Remember the BJP’s ‘Ek Note, Kamal par Vote’ campaign in the run up to the 2014 Lok Sabha election? On the campaign trail in Bihar, I had stopped by at a salon. While chatting, the barber had told me, “I gave Rs 5 to kamal (lotus) in the box. Now I am committed (to the BJP).” Looking at how the Congress went about connecting the people with its ‘five guarantees’, Rahul Gandhi must have realised why his slogan of NYAY (minimum income guarantee scheme under which the Congress promised Rs 72,000 per annum) failed to resonate in the 2019 Lok Sabha election.

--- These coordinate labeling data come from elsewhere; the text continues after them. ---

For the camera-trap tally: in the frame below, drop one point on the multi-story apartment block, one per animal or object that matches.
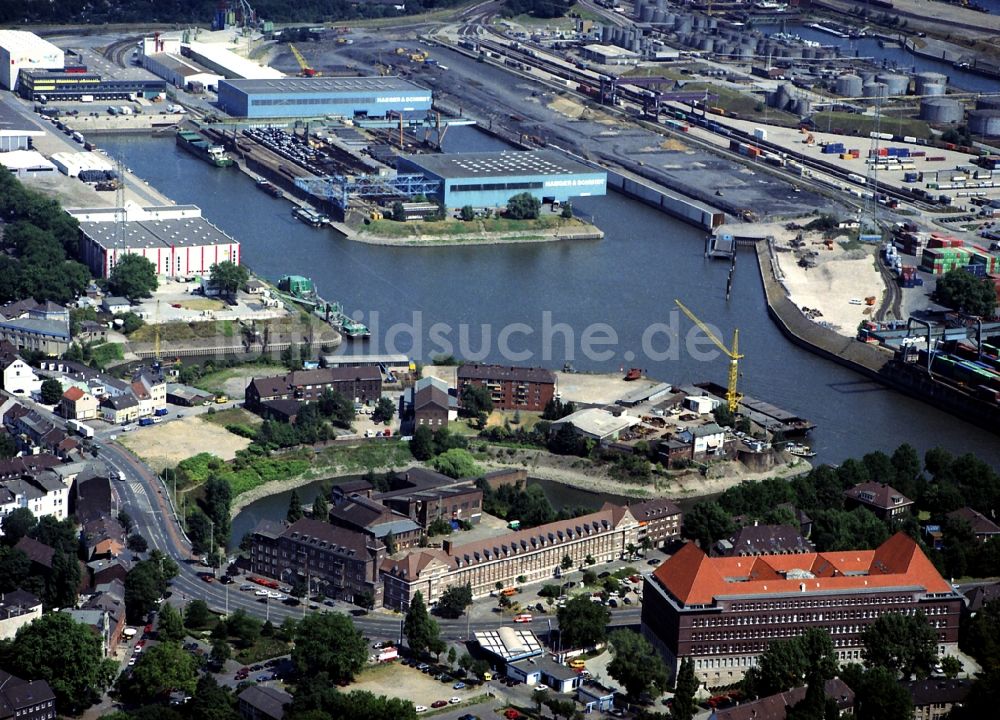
(723, 612)
(511, 388)
(535, 553)
(341, 563)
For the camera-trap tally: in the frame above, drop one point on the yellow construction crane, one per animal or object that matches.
(307, 69)
(732, 396)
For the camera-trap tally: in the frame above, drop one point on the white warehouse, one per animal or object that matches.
(21, 49)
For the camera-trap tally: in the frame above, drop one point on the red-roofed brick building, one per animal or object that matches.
(724, 611)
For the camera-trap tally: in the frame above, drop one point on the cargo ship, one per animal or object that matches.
(309, 216)
(270, 188)
(199, 146)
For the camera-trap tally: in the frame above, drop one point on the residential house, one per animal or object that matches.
(17, 609)
(982, 527)
(358, 384)
(370, 517)
(263, 702)
(25, 700)
(511, 388)
(659, 521)
(77, 404)
(934, 698)
(775, 707)
(884, 500)
(764, 540)
(16, 376)
(429, 402)
(341, 563)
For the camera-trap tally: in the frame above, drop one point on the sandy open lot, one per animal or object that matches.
(839, 277)
(408, 683)
(167, 443)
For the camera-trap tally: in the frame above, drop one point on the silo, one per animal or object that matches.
(984, 122)
(849, 86)
(894, 84)
(941, 110)
(922, 80)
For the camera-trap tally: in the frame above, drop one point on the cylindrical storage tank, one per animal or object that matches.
(941, 110)
(894, 84)
(849, 86)
(871, 91)
(984, 122)
(922, 80)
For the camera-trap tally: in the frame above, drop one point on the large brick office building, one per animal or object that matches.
(511, 388)
(535, 553)
(723, 612)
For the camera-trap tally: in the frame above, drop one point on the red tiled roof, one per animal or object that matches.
(696, 579)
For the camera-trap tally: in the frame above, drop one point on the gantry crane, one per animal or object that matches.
(732, 396)
(307, 69)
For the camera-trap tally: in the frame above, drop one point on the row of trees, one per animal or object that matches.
(40, 247)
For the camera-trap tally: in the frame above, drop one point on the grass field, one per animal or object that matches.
(861, 125)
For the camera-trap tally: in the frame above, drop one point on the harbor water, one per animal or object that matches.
(560, 294)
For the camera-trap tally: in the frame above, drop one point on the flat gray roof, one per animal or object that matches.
(500, 164)
(183, 232)
(325, 85)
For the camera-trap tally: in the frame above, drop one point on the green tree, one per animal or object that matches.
(582, 623)
(64, 653)
(707, 522)
(321, 508)
(171, 624)
(476, 399)
(162, 668)
(635, 664)
(385, 410)
(422, 443)
(221, 652)
(454, 600)
(51, 391)
(457, 463)
(523, 206)
(228, 277)
(294, 507)
(905, 644)
(328, 643)
(967, 293)
(419, 627)
(211, 701)
(133, 277)
(684, 707)
(17, 524)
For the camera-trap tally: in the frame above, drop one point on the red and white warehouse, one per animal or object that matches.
(176, 239)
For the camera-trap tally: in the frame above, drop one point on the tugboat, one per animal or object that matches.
(270, 188)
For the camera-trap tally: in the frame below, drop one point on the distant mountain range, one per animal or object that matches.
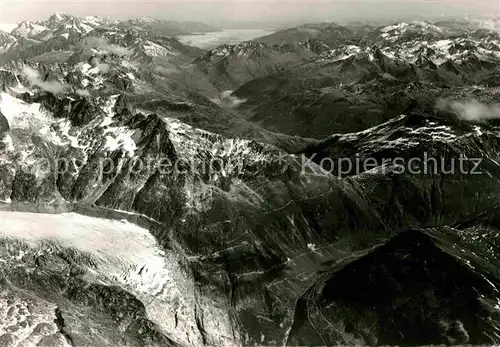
(249, 239)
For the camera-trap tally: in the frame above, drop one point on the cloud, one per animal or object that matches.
(101, 43)
(471, 110)
(34, 78)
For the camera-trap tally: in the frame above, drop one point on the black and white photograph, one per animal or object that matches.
(190, 173)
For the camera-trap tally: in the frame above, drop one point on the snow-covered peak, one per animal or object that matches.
(28, 29)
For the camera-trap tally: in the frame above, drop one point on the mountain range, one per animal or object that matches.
(247, 238)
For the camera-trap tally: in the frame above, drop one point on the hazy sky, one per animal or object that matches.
(13, 11)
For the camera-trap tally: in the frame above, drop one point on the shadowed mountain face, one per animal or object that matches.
(142, 207)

Also read: Behind BJP’s rise in Assam, a quiet RSS push that began before Modi, Shah & Sarma were born


A collective face

In the absence of a face with pan-Assam appeal, the Congress sought to put up a collective face, launching fortnight-long ‘Let’s Save Assam’ bus yatras from four places — each led by CM aspirants, including Gaurav Gogoi, Sushmita Dev, Pradyut Bordoloi and Debabrata Saikia. These leaders were made to stay with party workers during the journey, not in hotels. “As a result, there was not a single report in local papers about infighting in the Congress all through the campaign period,” a party insider claimed. There were no quotas of candidates allotted to prominent party leaders. Half-a-dozen prominent leaders were informally made part of the screening committee, over and above those appointed by the high-command. If there were differences of opinion over a particular candidate, results of three surveys were taken out to overrule objections. The central election committee meeting to finalise candidates took place, for the first time, at the state headquarters, with Central leaders joining online.

The BJP made Congress’ alliance with Badruddin Ajmal’s AIUDF a poll issue but the opposition party refused to join issue. There were no attempts to assert party leaders’ Hindu credentials, like Rahul Gandhi being a janeudhari Dattatreya Brahmin. Instead, the Assam Congress sent out a subtle message by sending its candidates to offer prayers in temples on the day of voting in Upper Assam.

The Congress party’s Assam campaign is in sharp contrast with Rahul Gandhi’s negative political strategy, marked by persistent attacks on PM Modi whose popularity remains undiminished and on his governance model whose approval rating gets validated in one election after another.

On 2 May, the Congress party’s poll strategy in Assam may or may not pay electoral dividends but it’s a template Rahul Gandhi may like to explore, given the consistent failure of his style of politics. He may want to try drawing a bigger line at the national level, for a start.